Uncertainty Around Japan Inflation Underscores Need for Nimble Monetary Policy

Should policymakers be worried about the continued surge in underlying price increases?
Japan’s headline inflation reached a four-decade high in February as the economic recovery continued amid supportive monetary and fiscal policies and a surge in tourism. While lower energy prices reduced inflation in recent months, underlying momentum in core prices, which exclude fresh food and energy, has also strengthened further, reaching a four-decade high of 4.1 percent in April.
Rapid price gains are rarely desirable, but Japan is an exception after bouts of deflation since the late 1980s and early 1990s. Now, there are three reasons for hope that the world’s third-largest economy is at a turning point and that the Bank of Japan may finally be able to sustain inflation around its 2 percent target:
While inflation was initially triggered by the global energy and supply-chain crisis rather than strong underlying demand, there are increasing signs that price pressures are proving to be broader and more durable.
The annual ‘shunto’ negotiations between labor unions and major companies signal agreement on larger-than-expected wage gains that better keep up with rising prices.
Business surveys show a sustained increase in inflation expectations, which is likely to influence corporate price-setting.
These factors, however, are accompanied by important caveats, which would make it difficult to sustain this inflation. The expected wage boost may not be enough as small and medium-sized enterprises that employ more than 70 percent of workers are less profitable and may not be able to afford sufficiently large pay increases.

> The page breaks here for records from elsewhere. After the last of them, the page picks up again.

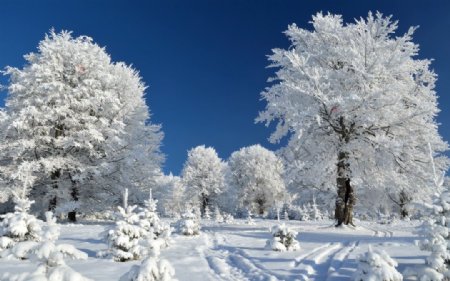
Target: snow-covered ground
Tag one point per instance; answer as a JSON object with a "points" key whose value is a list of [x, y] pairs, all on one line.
{"points": [[237, 251]]}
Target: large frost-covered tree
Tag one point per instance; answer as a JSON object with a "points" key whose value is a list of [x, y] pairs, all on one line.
{"points": [[78, 123], [256, 175], [203, 176], [358, 107]]}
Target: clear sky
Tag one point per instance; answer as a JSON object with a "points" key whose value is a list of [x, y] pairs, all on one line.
{"points": [[205, 61]]}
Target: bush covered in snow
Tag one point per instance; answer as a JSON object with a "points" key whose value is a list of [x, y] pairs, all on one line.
{"points": [[218, 215], [378, 266], [188, 224], [283, 239], [49, 256], [19, 226], [151, 269], [123, 240], [228, 218], [150, 222]]}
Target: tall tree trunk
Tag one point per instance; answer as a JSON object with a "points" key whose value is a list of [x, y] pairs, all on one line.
{"points": [[54, 177], [205, 202], [72, 215], [346, 198]]}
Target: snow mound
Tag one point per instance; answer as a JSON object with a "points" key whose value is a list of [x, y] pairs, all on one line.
{"points": [[150, 270], [377, 266]]}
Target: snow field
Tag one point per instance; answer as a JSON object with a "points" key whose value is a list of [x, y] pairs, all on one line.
{"points": [[237, 251]]}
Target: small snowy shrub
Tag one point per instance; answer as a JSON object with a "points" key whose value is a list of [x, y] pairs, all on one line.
{"points": [[151, 269], [377, 266], [41, 251], [51, 268], [228, 218], [250, 220], [188, 224], [48, 255], [217, 215], [283, 239], [19, 226], [123, 240], [150, 222], [207, 214]]}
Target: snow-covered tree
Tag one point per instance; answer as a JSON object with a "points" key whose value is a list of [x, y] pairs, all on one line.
{"points": [[207, 214], [49, 256], [283, 239], [125, 239], [218, 215], [250, 220], [19, 226], [189, 224], [151, 269], [257, 176], [149, 220], [377, 265], [358, 107], [203, 176], [80, 121]]}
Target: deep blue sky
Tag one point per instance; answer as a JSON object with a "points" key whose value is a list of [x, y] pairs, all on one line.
{"points": [[205, 61]]}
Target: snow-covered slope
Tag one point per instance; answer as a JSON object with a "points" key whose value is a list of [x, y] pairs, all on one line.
{"points": [[237, 251]]}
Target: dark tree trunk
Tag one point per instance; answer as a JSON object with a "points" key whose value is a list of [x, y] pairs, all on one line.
{"points": [[345, 200], [205, 202], [72, 216], [54, 177], [260, 203]]}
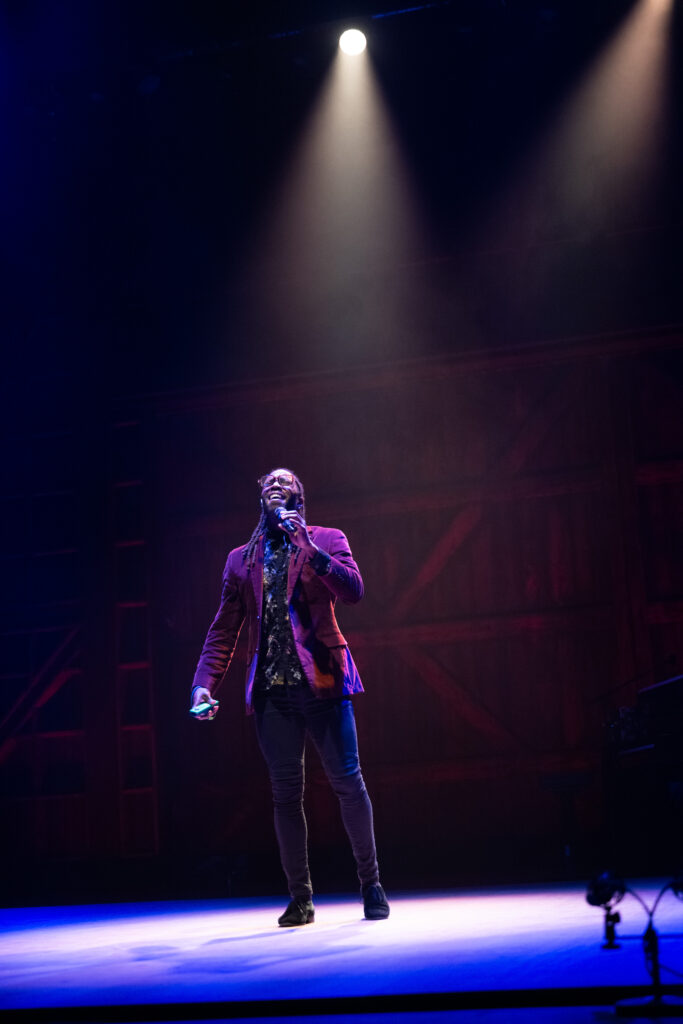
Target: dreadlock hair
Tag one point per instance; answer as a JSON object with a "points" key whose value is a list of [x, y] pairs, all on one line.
{"points": [[249, 555]]}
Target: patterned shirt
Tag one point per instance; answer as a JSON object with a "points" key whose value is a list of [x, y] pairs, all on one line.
{"points": [[279, 662]]}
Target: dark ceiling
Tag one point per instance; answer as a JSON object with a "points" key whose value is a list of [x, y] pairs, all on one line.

In addition, a weakening of the global economy could strengthen the yen, making exports less competitive and potentially returning Japan to low inflation or deflation. And household surveys indicate inflation expectations remain well below 2 percent. In our latest staff report, we project inflation to remain above the 2 percent target until the end of next year, driven by the continued surge in tourism and delayed effects of yen depreciation.